Find all the casks

There’s a great package manager for Mac called Homebrew that acts sort of like Aptitude on Ubuntu; it makes it really easy to quickly install software for your Mac from the command line.

The Casks platform is built on top of Homebrew - it allows you to install your commonly-used desktop apps for Mac. This makes writing a setup script for when you reformat easy.

It also makes Casks a great place to explore to find new Mac software you didn’t know existed. Unfortunately, the most you can see from the Casks master list on Github is the name of the software - you have to go into each .rb to find the URL for the website of the software.

I wrote a quick and dirty script to go through all of these Casks and make a text file that I can put in Excel to open all the websites at once.

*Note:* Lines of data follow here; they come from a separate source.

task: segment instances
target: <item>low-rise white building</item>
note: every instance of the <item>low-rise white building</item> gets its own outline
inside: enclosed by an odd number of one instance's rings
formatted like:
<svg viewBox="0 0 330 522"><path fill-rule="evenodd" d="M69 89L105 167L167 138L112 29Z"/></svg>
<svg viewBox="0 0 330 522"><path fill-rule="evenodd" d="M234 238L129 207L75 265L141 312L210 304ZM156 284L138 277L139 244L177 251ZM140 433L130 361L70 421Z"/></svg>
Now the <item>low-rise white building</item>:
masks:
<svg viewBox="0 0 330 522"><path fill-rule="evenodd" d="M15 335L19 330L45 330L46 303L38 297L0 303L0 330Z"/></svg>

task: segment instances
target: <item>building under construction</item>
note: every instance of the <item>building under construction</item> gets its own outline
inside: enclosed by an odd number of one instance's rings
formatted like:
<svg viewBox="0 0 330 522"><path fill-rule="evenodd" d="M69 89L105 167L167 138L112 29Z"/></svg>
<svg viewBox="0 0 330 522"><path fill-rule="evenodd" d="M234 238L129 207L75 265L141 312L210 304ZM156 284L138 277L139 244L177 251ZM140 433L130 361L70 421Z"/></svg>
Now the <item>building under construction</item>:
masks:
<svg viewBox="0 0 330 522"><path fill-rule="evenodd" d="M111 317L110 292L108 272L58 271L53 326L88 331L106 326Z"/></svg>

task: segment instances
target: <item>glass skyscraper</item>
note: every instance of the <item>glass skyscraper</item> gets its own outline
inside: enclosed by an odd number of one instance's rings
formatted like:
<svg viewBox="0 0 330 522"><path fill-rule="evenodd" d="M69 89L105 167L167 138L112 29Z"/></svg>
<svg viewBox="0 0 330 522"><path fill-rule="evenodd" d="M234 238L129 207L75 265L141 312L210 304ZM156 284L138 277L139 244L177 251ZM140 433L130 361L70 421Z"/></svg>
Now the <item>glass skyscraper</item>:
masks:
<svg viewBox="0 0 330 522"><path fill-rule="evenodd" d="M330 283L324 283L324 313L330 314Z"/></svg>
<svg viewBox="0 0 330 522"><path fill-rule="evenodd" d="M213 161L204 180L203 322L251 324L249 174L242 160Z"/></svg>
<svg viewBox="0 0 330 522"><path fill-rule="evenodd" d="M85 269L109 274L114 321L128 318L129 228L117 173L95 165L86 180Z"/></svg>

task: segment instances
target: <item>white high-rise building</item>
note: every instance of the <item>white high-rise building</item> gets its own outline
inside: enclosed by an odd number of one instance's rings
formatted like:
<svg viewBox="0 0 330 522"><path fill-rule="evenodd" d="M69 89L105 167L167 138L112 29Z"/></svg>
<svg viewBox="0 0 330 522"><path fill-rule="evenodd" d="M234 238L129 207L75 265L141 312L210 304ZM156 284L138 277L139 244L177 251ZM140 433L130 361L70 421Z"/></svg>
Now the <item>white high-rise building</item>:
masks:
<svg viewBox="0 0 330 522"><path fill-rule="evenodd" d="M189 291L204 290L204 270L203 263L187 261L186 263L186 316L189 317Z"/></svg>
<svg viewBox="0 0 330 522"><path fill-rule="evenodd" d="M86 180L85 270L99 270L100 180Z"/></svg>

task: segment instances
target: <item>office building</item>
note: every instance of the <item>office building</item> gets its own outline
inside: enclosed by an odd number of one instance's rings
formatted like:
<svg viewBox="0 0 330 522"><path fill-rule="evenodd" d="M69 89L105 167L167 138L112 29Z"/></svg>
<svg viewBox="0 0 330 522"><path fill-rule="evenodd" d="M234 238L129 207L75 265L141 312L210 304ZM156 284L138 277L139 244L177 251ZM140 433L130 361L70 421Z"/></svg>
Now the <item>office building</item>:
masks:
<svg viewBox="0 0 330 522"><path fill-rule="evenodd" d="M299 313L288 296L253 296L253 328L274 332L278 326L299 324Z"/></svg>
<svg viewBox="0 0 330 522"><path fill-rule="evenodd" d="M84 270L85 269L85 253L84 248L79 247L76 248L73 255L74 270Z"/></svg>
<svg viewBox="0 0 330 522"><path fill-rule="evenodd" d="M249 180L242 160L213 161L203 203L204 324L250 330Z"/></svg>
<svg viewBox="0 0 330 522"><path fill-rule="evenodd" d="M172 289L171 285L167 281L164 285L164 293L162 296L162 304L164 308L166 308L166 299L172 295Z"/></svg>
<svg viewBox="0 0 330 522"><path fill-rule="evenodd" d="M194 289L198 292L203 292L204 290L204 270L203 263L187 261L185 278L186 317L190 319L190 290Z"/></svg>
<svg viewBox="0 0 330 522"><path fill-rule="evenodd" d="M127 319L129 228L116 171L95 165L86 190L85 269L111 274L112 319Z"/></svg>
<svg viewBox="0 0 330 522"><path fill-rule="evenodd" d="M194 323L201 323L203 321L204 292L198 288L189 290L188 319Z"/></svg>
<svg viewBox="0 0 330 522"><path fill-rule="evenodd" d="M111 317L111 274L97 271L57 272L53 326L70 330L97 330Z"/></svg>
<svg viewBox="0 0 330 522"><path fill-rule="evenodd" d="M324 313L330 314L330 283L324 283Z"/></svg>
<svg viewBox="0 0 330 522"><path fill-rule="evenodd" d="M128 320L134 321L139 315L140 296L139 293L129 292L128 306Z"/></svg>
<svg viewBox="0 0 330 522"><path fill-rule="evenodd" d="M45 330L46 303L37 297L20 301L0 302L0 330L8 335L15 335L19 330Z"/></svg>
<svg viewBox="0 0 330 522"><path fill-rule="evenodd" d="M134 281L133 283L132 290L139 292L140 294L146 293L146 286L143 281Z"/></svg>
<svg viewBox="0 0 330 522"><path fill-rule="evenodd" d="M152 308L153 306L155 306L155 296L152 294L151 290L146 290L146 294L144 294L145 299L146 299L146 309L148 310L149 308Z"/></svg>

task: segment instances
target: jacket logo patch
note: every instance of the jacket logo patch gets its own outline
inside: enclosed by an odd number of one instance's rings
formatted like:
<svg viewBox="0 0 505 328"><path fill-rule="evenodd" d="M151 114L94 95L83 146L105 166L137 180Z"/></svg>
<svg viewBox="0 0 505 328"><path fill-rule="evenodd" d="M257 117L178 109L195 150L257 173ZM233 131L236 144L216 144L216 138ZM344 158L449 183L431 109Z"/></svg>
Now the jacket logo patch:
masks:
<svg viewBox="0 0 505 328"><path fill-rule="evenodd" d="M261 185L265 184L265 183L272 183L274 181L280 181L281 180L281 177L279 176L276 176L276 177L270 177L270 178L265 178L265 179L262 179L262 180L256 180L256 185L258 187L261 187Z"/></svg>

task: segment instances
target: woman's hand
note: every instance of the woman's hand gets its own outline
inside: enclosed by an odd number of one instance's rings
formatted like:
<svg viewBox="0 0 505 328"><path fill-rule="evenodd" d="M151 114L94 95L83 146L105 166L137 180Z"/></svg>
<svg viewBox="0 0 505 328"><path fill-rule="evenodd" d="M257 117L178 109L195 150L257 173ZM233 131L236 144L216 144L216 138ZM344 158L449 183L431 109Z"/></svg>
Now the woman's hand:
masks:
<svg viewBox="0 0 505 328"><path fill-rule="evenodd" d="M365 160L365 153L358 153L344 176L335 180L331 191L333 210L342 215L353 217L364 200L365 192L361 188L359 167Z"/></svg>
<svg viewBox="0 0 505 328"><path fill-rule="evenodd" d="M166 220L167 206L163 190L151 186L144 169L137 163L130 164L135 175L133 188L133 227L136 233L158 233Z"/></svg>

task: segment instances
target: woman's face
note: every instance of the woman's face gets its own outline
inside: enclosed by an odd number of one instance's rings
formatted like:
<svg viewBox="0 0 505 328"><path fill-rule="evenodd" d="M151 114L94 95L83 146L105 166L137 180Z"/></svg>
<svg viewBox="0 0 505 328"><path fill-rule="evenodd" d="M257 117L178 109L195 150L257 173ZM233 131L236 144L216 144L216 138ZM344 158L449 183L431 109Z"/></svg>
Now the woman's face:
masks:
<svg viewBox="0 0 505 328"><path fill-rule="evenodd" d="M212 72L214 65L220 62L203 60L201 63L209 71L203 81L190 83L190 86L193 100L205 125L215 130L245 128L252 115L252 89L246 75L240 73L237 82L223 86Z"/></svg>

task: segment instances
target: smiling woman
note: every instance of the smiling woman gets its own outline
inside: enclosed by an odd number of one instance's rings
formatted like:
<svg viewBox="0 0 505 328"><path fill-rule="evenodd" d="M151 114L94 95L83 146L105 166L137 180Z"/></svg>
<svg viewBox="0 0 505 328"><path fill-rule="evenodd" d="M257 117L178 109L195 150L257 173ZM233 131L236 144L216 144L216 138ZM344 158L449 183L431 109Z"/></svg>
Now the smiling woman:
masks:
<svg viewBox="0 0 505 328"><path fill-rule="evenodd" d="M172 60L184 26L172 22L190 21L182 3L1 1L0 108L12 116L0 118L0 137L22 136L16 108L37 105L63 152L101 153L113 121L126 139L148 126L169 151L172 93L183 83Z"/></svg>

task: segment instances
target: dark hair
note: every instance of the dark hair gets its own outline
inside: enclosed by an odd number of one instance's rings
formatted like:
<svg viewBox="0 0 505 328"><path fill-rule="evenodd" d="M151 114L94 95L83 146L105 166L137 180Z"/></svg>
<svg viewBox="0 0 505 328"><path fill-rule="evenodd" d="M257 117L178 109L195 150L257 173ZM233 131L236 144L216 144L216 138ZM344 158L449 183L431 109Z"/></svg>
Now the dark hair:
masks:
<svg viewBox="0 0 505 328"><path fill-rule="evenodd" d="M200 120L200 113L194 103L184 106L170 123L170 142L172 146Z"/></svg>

First, we download all the files in the github repo to our target folder, then we run:

from os import listdir
from os.path import isfile, join

mypath = '/path/to/target/folder'
onlyfiles = [ f for f in listdir(mypath) if isfile(join(mypath,f)) ]

d = {}
i = 0

for file in onlyfiles:
    with open(file, 'r') as f:
        d[i]=(f.read()).split()
        f.close()
        i = i + 1

with open('casks.txt', 'wb') as dfile:
    for t in d.values():
        text = t[1] + '\t' + t[5] + '\t' + t[7] + '\n'
        text = text.replace('\'','')
        print text
        dfile.write(text)
    dfile.close()

Now we have casks.txt, ready to import into Excel to easily open all the links within and browse for new Mac apps.